LaG: Liebe Frau Knobloch, liebe Frau Körner, lieber Herr Meyer, Sie sind bzw. waren als Tutor:innen im Rahmen des Geschichtswettbewerbs der Körber-Stiftung aktiv. Welche Erfahrungen haben Sie gemacht?

Uta Knobloch: Ich habe den Geschichtswettbewerb bereits 1991 auf dem Historikertag kennengelernt. Und parallel dazu haben mich – ein tolles Erlebnis für mich als Lehrerin – plötzlich Schüler angesprochen, sie hätten einen Prospekt vom Geschichtswettbewerb gefunden, Thema Denkmäler, und „da schon mal was vorbereitet.“ Da hatten die Schüler bereits sehr illegal einiges recherchiert, sind auf Baustellen rumgekrochen, um ein verschwundenes Denkmal zu finden. Das heißt, die Recherche war abgeschlossen, doch die Schüler waren ratlos, wie sie daraus möglichst schnell etwas Sinnvolles zusammenstellen. Denn, wie immer, wenn die Recherchen abgeschlossen sind, ist im Wesentlichen die Zeit vorbei. Wir haben dann Aufgaben aufgeteilt und sie haben einen wirklich guten Beitrag zustande gekriegt.

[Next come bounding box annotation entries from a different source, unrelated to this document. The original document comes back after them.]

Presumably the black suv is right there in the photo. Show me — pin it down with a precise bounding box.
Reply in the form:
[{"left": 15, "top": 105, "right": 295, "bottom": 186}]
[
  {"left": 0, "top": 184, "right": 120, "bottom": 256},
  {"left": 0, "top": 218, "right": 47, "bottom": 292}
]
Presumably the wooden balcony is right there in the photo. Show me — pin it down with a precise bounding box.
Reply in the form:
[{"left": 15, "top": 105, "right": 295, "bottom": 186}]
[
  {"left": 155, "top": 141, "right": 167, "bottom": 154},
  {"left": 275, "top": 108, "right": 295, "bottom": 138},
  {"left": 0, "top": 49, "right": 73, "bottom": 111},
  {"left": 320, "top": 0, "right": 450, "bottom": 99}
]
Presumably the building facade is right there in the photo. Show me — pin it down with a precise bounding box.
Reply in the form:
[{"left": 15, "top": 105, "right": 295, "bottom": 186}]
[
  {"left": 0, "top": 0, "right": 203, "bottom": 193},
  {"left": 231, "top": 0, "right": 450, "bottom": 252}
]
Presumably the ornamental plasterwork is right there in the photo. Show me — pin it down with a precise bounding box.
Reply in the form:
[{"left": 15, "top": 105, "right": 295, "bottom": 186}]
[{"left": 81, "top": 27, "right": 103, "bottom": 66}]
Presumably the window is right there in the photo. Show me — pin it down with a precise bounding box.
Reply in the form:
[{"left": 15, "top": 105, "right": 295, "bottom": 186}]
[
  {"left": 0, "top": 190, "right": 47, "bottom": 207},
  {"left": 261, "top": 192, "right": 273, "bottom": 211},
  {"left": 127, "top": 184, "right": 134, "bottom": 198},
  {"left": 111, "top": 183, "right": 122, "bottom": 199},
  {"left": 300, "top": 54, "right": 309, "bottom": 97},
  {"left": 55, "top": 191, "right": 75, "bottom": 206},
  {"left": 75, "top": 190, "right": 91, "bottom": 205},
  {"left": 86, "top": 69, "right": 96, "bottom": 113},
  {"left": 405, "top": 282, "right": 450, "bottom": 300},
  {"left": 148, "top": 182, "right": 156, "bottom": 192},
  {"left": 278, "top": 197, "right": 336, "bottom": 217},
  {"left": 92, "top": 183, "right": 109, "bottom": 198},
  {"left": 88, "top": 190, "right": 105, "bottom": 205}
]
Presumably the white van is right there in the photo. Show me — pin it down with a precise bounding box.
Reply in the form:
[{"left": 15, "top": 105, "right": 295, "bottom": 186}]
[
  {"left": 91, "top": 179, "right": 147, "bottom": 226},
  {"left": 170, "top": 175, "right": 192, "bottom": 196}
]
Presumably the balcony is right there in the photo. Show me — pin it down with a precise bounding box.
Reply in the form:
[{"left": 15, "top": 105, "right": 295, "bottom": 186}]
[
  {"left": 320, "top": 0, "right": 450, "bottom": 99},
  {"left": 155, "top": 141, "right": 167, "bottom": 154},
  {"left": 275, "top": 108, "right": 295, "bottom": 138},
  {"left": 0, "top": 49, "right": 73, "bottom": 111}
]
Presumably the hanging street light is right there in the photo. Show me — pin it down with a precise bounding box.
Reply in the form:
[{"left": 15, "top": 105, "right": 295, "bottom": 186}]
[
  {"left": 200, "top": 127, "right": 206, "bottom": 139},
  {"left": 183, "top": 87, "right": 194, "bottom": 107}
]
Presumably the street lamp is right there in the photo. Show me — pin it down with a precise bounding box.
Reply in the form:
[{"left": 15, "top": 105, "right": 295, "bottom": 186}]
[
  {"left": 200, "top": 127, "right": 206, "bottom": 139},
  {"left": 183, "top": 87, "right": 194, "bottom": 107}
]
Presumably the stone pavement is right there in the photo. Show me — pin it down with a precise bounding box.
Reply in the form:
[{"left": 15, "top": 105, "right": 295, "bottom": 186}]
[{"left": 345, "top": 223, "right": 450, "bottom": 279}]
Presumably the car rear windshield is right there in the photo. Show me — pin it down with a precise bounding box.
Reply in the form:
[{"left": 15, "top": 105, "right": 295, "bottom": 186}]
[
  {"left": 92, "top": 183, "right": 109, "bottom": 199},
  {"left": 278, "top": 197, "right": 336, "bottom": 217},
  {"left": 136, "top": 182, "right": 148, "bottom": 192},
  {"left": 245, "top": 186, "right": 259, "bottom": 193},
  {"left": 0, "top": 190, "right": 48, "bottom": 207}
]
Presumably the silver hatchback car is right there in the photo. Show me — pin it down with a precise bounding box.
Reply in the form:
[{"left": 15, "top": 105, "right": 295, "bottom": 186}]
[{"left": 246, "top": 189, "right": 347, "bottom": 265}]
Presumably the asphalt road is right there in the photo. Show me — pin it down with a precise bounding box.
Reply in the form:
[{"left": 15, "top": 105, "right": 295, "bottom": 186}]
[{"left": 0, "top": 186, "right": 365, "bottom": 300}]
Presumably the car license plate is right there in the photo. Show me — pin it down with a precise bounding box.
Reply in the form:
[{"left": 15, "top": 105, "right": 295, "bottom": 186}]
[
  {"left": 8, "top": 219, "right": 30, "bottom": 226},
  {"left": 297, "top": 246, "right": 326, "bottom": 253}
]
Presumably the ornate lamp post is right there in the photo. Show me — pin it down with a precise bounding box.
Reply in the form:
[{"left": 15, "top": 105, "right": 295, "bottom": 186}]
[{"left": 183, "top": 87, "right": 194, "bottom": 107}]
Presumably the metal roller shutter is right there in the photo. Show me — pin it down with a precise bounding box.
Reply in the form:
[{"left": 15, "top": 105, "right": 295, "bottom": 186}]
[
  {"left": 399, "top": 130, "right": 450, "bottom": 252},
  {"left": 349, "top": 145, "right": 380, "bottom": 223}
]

Generell hat unsere Schule eine sehr gute Voraussetzung: Wir haben in den 5. und 6. Klassen begabungsfördernden Unterricht, wo wir gezielt versuchen, Stärken aufzubauen. Schüler können Arbeitsmethoden kennenlernen, die sie in allen Fächern benötigen. Es sind zwar große Gruppen mit 18 bis 20 Sechstklässlern, die man im Alleingang im 14-täglichem Unterricht organisieren muss. Aber wenn Schulleitung und Eltern flexibel reagieren, war es beispielsweise schon möglich, dass wir den Unterricht aus dem zweiten Halbjahr vorgezogen haben, so dass wöchentlich zwei Stunden zur Verfügung standen.

Mein Credo als Pädagogin ist ohnehin, eine Gruppe zusammen zu bringen und sie zu einer Wettbewerbsteilnahme zu befähigen. Denn es ist schön, was sich da entwickelt: Es gibt Situationen, wo sich die Schüler gemeinsam durch die Mühen der Ebenen arbeiten müssen und sich dann meist auch gegenseitig aus dem Sumpf ziehen. Und das ist eine der für mich wertvollsten Erfahrungen, dass Schüler sich zu einer eigenen Leistung motivieren und sich, wenn es lichterloh brennt, auch außerschulisch Hilfe holen. Und danach sagen sie, dass sie sich sonst nie getraut hätten, wildfremde Leute anzumailen, hinzugehen, anzurufen. Das sind Erlebnisse, die hängenbleiben und die den Schülern helfen, sich selbst auch etwas zuzutrauen.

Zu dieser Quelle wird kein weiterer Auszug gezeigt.